We've been teaching this recipe at Life Kitchen since our very first class. Pancetta, Parmesan and peas bring that sought-after umami hit, while mint leaves and chilli wake up the senses. And, of course, tagliatelle offers comfort that is so inherent in every bowl of lovely pasta. If you don't eat meat, crab (another provider of umami) is a worthy substitute.
- 1 large onion, very roughly chopped
- 2 garlic cloves
- 1 red or green chilli, roughly chopped
- Vegetable or rapeseed oil
- 200g smoked bacon lardons
- 100g Parmesan, grated, plus extra to serve
- 2tsp salt, plus extra to season
- 4 eggs
- 400g dried tagliatelle
- A large handful of frozen peas
- A small handful of mint leaves, torn if large
- Freshly ground black pepper
Pulse the onion, garlic and chilli in a food processor to finely chop. (Or, finely chop by hand.)
Place a frying pan on a medium-low heat and add a glug of oil. When hot, add the chopped mixture and the lardons and season with salt. Cover with a lid (or use foil) and sweat on a low heat for 20-30 minutes, removing the lid to stir occasionally, until the onions have melted to a golden paste.

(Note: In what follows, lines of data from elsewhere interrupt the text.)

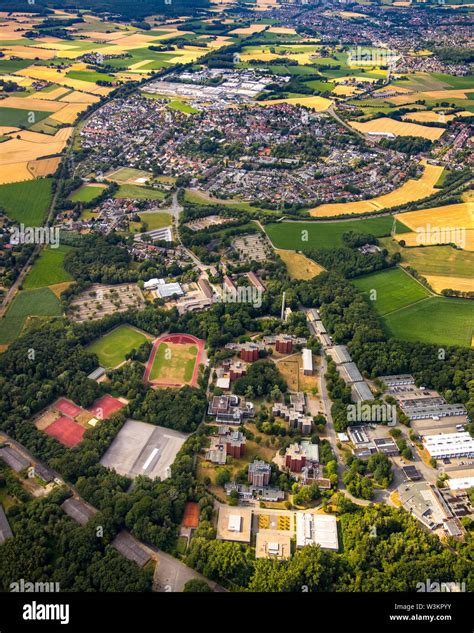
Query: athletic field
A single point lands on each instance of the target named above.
(112, 348)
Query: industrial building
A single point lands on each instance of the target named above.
(449, 445)
(316, 529)
(307, 362)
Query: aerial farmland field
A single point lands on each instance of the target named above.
(304, 236)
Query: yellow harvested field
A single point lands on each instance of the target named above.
(17, 153)
(298, 265)
(69, 113)
(399, 128)
(428, 116)
(44, 167)
(26, 82)
(447, 94)
(453, 215)
(410, 191)
(57, 93)
(30, 103)
(315, 103)
(249, 30)
(28, 52)
(6, 129)
(439, 283)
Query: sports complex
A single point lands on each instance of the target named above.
(174, 361)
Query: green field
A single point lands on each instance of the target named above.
(27, 202)
(394, 289)
(48, 268)
(18, 117)
(437, 320)
(182, 106)
(39, 302)
(153, 221)
(173, 363)
(86, 193)
(89, 75)
(112, 348)
(136, 192)
(434, 260)
(293, 236)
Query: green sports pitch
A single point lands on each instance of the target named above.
(305, 236)
(113, 347)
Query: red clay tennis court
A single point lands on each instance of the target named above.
(105, 407)
(67, 407)
(66, 431)
(191, 515)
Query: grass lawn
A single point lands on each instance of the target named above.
(19, 117)
(434, 260)
(153, 221)
(86, 193)
(310, 235)
(174, 363)
(136, 192)
(437, 320)
(113, 347)
(27, 202)
(182, 106)
(48, 268)
(39, 302)
(394, 289)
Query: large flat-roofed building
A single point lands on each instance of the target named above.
(13, 459)
(397, 379)
(423, 502)
(234, 524)
(448, 445)
(434, 411)
(5, 530)
(316, 529)
(360, 391)
(460, 483)
(259, 473)
(307, 361)
(272, 544)
(350, 373)
(340, 354)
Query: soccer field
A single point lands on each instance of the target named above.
(390, 290)
(112, 348)
(173, 363)
(437, 320)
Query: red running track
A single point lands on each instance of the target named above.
(183, 339)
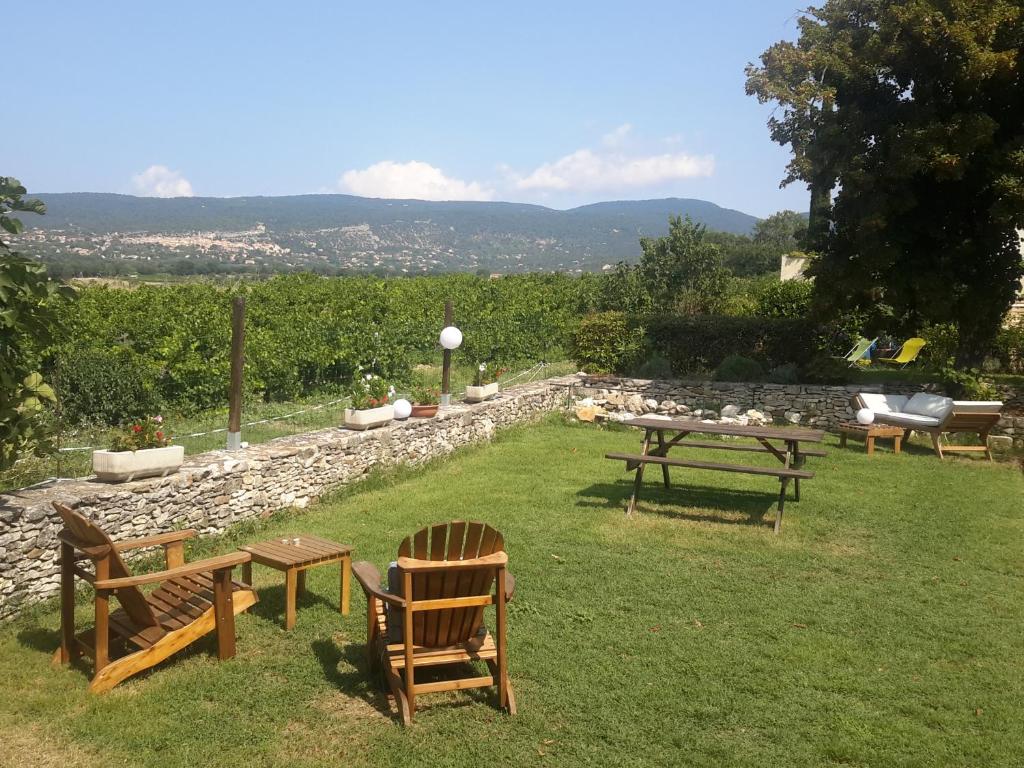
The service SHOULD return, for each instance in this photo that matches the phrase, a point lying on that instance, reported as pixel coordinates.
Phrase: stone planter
(369, 418)
(479, 394)
(118, 466)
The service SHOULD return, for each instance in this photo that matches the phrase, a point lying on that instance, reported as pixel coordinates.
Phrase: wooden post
(238, 358)
(446, 359)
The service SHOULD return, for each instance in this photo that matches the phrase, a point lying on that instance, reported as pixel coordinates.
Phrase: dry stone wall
(213, 491)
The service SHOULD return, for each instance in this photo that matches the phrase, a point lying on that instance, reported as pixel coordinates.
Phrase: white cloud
(587, 170)
(414, 180)
(617, 136)
(161, 181)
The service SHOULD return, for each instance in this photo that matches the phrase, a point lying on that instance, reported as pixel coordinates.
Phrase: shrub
(105, 386)
(791, 298)
(785, 374)
(655, 367)
(738, 368)
(605, 343)
(702, 342)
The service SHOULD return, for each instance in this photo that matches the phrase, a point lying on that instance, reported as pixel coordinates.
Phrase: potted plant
(142, 449)
(425, 401)
(371, 402)
(484, 383)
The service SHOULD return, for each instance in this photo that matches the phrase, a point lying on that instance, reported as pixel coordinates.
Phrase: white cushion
(883, 403)
(977, 407)
(907, 420)
(932, 406)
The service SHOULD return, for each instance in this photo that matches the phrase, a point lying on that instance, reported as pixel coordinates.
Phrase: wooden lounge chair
(936, 416)
(907, 353)
(433, 613)
(190, 601)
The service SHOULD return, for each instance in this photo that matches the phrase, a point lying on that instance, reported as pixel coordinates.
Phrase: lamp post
(451, 338)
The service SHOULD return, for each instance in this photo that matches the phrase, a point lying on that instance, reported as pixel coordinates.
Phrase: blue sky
(558, 103)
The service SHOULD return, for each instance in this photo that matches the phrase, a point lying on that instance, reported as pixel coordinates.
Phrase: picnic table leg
(781, 504)
(798, 462)
(639, 478)
(664, 452)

Meanwhile, beat together the grated Parmesan and the eggs in a bowl and season.
Bring a pan of water to the boil, add the two teaspoons of salt and cook the tagliatelle according to the packet instructions. Two minutes before the end of the cooking time, take two ladlefuls of the cooking water and stir it in to the Parmesan and egg mixture.

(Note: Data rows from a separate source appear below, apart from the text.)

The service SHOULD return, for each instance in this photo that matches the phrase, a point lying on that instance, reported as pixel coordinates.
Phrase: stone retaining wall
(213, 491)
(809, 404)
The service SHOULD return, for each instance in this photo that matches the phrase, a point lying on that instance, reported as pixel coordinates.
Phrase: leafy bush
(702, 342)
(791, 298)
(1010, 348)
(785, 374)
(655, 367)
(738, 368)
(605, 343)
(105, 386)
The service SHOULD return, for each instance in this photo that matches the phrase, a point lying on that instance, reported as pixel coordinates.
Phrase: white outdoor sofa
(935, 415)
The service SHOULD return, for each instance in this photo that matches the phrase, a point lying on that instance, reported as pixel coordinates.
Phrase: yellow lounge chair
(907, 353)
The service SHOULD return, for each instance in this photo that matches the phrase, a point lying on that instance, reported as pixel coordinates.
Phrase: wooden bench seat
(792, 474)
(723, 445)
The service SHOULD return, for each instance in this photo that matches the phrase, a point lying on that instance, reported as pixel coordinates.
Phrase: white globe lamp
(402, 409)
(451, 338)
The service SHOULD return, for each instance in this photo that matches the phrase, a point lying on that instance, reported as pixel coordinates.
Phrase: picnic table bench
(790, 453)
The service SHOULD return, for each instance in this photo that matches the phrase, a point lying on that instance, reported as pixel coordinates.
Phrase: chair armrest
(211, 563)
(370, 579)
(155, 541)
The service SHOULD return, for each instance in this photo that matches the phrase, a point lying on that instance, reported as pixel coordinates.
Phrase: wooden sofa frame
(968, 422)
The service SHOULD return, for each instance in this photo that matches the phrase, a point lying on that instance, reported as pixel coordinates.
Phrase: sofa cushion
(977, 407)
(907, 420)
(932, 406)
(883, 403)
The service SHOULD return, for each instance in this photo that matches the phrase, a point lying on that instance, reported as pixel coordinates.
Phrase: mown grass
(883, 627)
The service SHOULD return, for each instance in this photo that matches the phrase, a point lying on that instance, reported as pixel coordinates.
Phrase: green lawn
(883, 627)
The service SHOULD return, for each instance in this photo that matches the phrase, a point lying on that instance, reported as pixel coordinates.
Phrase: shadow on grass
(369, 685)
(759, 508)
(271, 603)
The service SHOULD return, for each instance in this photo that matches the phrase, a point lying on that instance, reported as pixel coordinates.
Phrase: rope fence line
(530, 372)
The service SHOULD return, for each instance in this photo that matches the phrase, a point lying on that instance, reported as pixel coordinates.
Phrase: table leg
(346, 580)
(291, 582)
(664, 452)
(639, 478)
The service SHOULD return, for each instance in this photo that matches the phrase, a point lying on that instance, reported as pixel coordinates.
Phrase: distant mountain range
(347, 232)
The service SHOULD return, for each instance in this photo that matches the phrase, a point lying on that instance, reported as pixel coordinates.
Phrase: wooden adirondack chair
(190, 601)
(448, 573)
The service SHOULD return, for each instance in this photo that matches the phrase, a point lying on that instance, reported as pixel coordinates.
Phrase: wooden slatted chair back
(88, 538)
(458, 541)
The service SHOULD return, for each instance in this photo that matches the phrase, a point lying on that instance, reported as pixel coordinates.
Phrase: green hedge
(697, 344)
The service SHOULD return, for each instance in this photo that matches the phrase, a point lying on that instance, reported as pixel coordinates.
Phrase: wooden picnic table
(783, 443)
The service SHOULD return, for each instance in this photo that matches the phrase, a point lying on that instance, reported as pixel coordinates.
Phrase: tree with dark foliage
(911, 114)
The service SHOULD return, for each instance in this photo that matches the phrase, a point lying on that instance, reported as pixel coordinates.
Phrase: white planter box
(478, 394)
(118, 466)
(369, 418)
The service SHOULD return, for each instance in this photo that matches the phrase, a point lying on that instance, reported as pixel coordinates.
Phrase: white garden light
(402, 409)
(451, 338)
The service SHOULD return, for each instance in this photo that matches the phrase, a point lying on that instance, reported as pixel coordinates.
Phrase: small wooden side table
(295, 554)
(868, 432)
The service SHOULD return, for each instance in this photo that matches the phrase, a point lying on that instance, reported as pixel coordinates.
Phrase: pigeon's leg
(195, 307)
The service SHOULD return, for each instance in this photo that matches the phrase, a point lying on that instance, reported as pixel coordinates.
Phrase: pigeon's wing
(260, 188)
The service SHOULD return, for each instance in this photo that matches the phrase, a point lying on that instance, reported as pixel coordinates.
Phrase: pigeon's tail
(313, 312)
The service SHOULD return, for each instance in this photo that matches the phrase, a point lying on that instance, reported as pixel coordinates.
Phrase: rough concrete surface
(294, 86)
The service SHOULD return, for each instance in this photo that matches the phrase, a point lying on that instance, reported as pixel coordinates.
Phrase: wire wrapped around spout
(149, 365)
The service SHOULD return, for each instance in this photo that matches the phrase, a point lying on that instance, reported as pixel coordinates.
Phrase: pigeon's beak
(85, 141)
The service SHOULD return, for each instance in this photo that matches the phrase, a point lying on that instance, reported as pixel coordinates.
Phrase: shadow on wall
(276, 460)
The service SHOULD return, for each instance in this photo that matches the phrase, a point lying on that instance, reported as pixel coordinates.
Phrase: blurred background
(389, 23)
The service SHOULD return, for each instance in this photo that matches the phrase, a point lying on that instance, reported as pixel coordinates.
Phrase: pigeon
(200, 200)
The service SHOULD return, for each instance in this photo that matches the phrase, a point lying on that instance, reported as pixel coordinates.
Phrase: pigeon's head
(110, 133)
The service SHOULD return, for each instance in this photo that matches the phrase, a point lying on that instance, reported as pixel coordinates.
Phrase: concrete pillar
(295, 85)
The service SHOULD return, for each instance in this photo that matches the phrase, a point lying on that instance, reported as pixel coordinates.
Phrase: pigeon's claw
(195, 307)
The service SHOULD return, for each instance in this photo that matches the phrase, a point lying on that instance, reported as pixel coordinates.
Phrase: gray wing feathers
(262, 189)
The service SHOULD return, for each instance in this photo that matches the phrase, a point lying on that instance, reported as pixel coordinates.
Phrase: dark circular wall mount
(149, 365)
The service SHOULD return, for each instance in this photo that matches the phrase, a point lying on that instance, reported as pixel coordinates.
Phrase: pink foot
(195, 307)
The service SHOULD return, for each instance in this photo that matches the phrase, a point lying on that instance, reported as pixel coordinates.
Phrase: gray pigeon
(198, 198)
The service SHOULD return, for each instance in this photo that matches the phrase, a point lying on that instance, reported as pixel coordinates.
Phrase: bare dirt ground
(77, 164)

Then, add the frozen peas to the pan with the pasta. When the pasta is cooked, drain it with the peas and tip everything back into the pan.
Add the Parmesan and egg mixture and the onion and bacon mixture to the pasta and peas and stir – the sauce will take 2-3 minutes to heat through; just keep stirring and it will turn glossy and coat the pasta. Transfer to a serving dish and scatter over the mint leaves and extra Parmesan.
Taste and flavour fact
Carbonara is a classic pasta dish, involving several sources of umami and many different textures. The addition of cooling mint, a trigeminal stimulant, offers piquancy, making this version of carbonara especially good for those with a diminished sense of smell.